Conseguenza di questo è che i redditi da lavoro del settore
manifatturiero diminuiscono in termini di prezzi al consumo dopo il 2010, ma
aumentano in termini del valore della produzione manifatturiera. Tanto
l’andamento della produttività che la divergenza tra prezzi al consumo e prezzi
della produzione manifatturiera sono le cause della crescita della quota dei
salari sul PIL
Diversamente dall’analisi proposta da Confindustria, che
data l’inizio della crescita della quota salari al 1998, i dati qui presentati
mostrano che l’aumento della quota dei salari sul Pil è strettamente legato
alla crisi economica successiva al 2008; che i redditi medi da lavoro in
termini di potere d’acquisto sono stagnanti dal 2010, e che all’origine
dell’aumento della quota dei salari nell’industria manifatturiera e nel settore
privato vi sono fenomeni – la caduta/stagnazione della produttività e dei
prezzi, in particolare nel settore manifatturiero – strettamente legati
all’andamento negativo della domanda e del PIL.
Conclusioni
La richiesta da parte di Confindustria di rimediare alla
caduta della quota dei profitti e alla caduta degli investimenti attraverso una
compressione dei salari rischia di aggravare la situazione, come già segnalato
recentemente da numerosi economisti con l’appello Un contratto per il futuro.
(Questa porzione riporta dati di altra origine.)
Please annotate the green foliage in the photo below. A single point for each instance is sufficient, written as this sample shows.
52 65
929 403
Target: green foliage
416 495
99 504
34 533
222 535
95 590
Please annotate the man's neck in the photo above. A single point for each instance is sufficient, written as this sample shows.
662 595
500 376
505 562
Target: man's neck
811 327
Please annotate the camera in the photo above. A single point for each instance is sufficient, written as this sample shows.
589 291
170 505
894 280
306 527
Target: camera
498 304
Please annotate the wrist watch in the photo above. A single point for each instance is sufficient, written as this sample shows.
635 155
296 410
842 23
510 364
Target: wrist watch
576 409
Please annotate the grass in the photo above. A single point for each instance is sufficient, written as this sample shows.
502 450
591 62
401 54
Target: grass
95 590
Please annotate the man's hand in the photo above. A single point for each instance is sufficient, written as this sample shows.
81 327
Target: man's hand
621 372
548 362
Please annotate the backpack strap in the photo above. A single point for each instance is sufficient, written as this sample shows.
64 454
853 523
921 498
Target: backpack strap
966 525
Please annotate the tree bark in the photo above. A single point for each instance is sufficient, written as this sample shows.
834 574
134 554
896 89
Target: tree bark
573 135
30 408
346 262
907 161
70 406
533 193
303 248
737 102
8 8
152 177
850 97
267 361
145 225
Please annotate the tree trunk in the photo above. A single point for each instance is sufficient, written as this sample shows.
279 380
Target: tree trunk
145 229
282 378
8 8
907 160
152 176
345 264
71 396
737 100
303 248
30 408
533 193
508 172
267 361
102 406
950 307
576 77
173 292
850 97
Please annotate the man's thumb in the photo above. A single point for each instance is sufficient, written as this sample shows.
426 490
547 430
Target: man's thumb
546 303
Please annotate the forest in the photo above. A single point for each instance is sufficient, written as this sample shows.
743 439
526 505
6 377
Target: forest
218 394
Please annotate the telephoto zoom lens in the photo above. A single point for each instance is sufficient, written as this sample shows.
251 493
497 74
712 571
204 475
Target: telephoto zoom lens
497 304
Ormai numerosissimi
studi applicati mostrano che una diminuzione della quota dei salari riduce la
domanda interna per consumi senza stimolare gli investimenti (cfr ad esempio
Stockhammer, 2011) e quindi una caduta del potere d’acquisto dei salari
approfondirebbe la crisi da domanda interna della economia italiana,
determinando, a livello macroeconomico, sia il proseguimento della contrazione
degli investimenti e con essi del sistema produttivo, sia effetti negativi
sulla crescita della produttività, che come abbiamo visto dipende in misura
rilevante dall’andamento della domanda aggregata e del PIL.